Когда вышло второе издание, у Томаса появились свободные деньги. Поскольку Карла собиралась стать актрисой, Томас часто покупал им билеты в оперу и театр. Однажды, когда они сидели в первом ряду ложи, сестра привлекла его внимание к семейству, которое шумно рассаживалось в ложе напротив.
– Это дети с картины, – сказала Карла. – Смотри!
Томас ее не понял.
– В костюмах Пьеро, – объяснила сестра, – помнишь, в том журнале? Ты вырезал картинку и повесил на стене своей спальни в Любеке. Это Прингсхаймы. Никто не удостаивается приглашения в их дом. Чтобы попасть туда, ты должен быть самим Густавом Малером.

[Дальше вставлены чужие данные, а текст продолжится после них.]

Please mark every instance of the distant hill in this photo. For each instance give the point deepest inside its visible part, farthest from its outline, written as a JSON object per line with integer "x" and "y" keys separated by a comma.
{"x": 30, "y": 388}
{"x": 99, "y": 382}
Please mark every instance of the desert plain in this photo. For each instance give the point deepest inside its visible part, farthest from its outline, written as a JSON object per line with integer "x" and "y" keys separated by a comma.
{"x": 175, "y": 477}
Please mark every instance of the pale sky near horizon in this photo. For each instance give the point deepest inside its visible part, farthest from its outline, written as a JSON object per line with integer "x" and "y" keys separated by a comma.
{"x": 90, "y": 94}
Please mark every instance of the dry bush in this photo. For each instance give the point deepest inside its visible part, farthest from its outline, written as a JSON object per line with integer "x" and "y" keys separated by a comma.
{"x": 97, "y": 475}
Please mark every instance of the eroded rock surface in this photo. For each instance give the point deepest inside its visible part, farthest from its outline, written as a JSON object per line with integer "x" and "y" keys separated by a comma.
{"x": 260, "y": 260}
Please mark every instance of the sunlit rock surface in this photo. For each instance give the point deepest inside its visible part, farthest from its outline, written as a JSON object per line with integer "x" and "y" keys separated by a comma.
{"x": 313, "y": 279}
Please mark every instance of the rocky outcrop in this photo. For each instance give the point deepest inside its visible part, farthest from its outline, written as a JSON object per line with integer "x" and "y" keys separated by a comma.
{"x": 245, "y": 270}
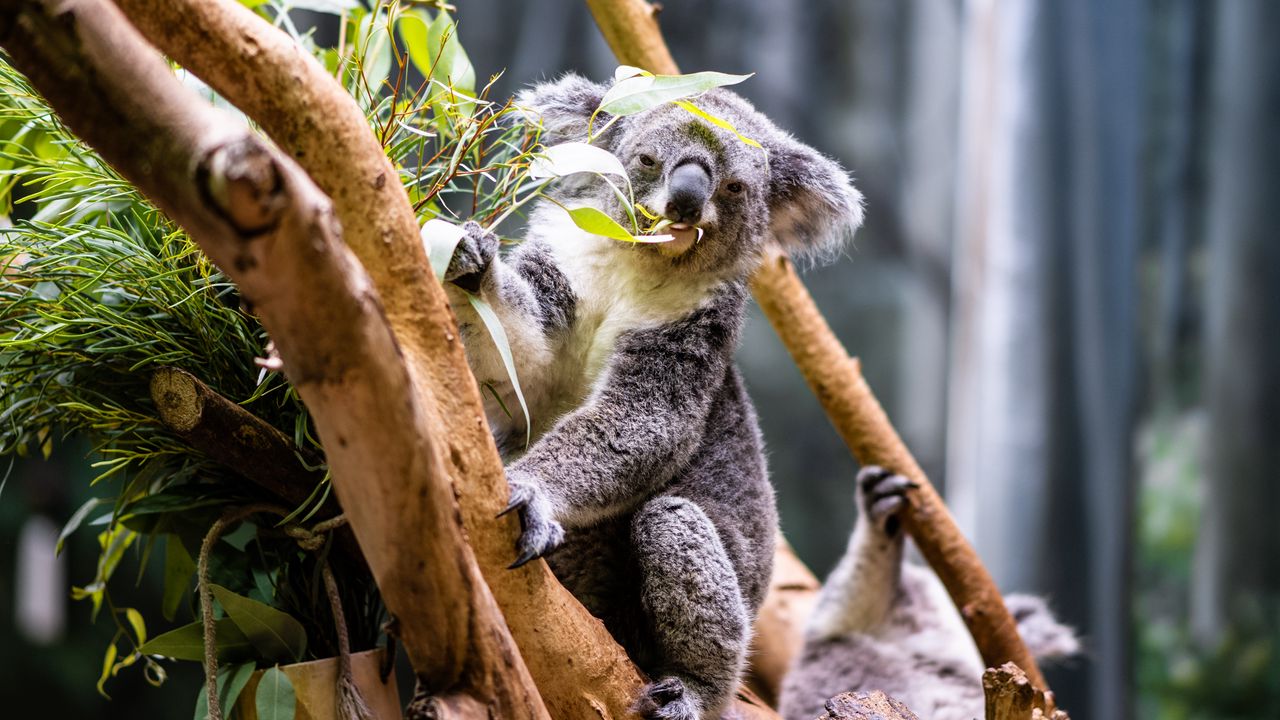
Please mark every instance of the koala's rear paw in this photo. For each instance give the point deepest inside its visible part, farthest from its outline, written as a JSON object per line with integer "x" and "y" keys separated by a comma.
{"x": 539, "y": 532}
{"x": 472, "y": 256}
{"x": 666, "y": 700}
{"x": 881, "y": 496}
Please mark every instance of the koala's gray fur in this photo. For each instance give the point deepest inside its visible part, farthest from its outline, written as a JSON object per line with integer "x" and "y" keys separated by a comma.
{"x": 645, "y": 484}
{"x": 883, "y": 624}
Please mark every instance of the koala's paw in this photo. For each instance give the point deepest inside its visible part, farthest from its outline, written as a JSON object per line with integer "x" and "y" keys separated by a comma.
{"x": 539, "y": 533}
{"x": 666, "y": 700}
{"x": 474, "y": 254}
{"x": 881, "y": 497}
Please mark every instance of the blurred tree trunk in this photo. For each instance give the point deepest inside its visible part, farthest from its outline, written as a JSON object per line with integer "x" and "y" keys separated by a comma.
{"x": 1043, "y": 346}
{"x": 1238, "y": 554}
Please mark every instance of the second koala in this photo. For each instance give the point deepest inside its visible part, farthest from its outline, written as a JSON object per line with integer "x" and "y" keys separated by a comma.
{"x": 885, "y": 624}
{"x": 644, "y": 484}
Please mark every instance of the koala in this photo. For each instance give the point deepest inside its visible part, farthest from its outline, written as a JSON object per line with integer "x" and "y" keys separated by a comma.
{"x": 644, "y": 481}
{"x": 883, "y": 624}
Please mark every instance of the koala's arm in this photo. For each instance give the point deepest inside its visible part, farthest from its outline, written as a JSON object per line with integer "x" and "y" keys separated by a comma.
{"x": 528, "y": 292}
{"x": 859, "y": 593}
{"x": 641, "y": 423}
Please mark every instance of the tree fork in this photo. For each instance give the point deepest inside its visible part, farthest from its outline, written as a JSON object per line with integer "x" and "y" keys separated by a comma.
{"x": 580, "y": 670}
{"x": 632, "y": 32}
{"x": 259, "y": 217}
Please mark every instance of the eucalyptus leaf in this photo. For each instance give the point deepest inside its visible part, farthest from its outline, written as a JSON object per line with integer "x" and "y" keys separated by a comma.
{"x": 327, "y": 7}
{"x": 440, "y": 238}
{"x": 178, "y": 569}
{"x": 718, "y": 122}
{"x": 374, "y": 49}
{"x": 108, "y": 662}
{"x": 275, "y": 634}
{"x": 453, "y": 68}
{"x": 275, "y": 698}
{"x": 188, "y": 642}
{"x": 643, "y": 92}
{"x": 499, "y": 338}
{"x": 568, "y": 158}
{"x": 595, "y": 222}
{"x": 77, "y": 518}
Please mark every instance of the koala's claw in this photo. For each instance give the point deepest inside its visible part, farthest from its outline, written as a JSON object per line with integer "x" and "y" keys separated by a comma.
{"x": 881, "y": 496}
{"x": 539, "y": 532}
{"x": 474, "y": 254}
{"x": 666, "y": 700}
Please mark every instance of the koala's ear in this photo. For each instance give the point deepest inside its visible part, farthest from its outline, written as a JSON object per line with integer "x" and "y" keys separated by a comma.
{"x": 563, "y": 106}
{"x": 813, "y": 205}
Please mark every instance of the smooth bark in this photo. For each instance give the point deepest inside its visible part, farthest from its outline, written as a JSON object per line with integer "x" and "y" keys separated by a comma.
{"x": 260, "y": 218}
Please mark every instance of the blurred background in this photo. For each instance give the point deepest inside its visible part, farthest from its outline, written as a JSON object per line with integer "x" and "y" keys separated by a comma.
{"x": 1066, "y": 295}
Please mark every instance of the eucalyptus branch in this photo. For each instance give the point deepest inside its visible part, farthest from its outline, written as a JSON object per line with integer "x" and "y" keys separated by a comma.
{"x": 261, "y": 219}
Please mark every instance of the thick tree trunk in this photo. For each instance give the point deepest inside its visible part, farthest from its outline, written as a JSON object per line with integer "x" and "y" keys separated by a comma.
{"x": 1238, "y": 550}
{"x": 259, "y": 217}
{"x": 580, "y": 670}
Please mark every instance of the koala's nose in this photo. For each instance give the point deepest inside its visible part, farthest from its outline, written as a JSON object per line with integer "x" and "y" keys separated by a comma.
{"x": 688, "y": 191}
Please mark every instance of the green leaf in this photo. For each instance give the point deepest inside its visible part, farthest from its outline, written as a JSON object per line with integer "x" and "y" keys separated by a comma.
{"x": 108, "y": 661}
{"x": 275, "y": 634}
{"x": 598, "y": 223}
{"x": 718, "y": 122}
{"x": 643, "y": 92}
{"x": 275, "y": 700}
{"x": 499, "y": 338}
{"x": 374, "y": 49}
{"x": 568, "y": 158}
{"x": 440, "y": 238}
{"x": 178, "y": 569}
{"x": 455, "y": 68}
{"x": 231, "y": 680}
{"x": 74, "y": 523}
{"x": 140, "y": 628}
{"x": 327, "y": 7}
{"x": 188, "y": 642}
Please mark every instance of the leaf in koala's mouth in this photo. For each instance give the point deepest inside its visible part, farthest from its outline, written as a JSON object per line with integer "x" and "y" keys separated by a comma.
{"x": 682, "y": 237}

Он вспомнил картину, изображавшую группу детей – мальчики и одна девочка, – напечатанную в журнале, который однажды купила мать. Вспомнил черные волосы девочки, ее большие выразительные глаза и неброскую красоту ее братьев. Однако самое сильное впечатление на него произвел их гламурный вид и исполненный безмятежности и юношеского презрения взгляд. Никто в Любеке, разве что его мать, не умел так смотреть.
Поскольку Юлия еще при жизни отца неоднократно выражала желание посетить Мюнхен и вкусить беспечных нравов богемы, он в знак солидарности приклеил картинку к стене. С такой компанией он хотел водиться, когда станет взрослым, таким людям хотел подражать.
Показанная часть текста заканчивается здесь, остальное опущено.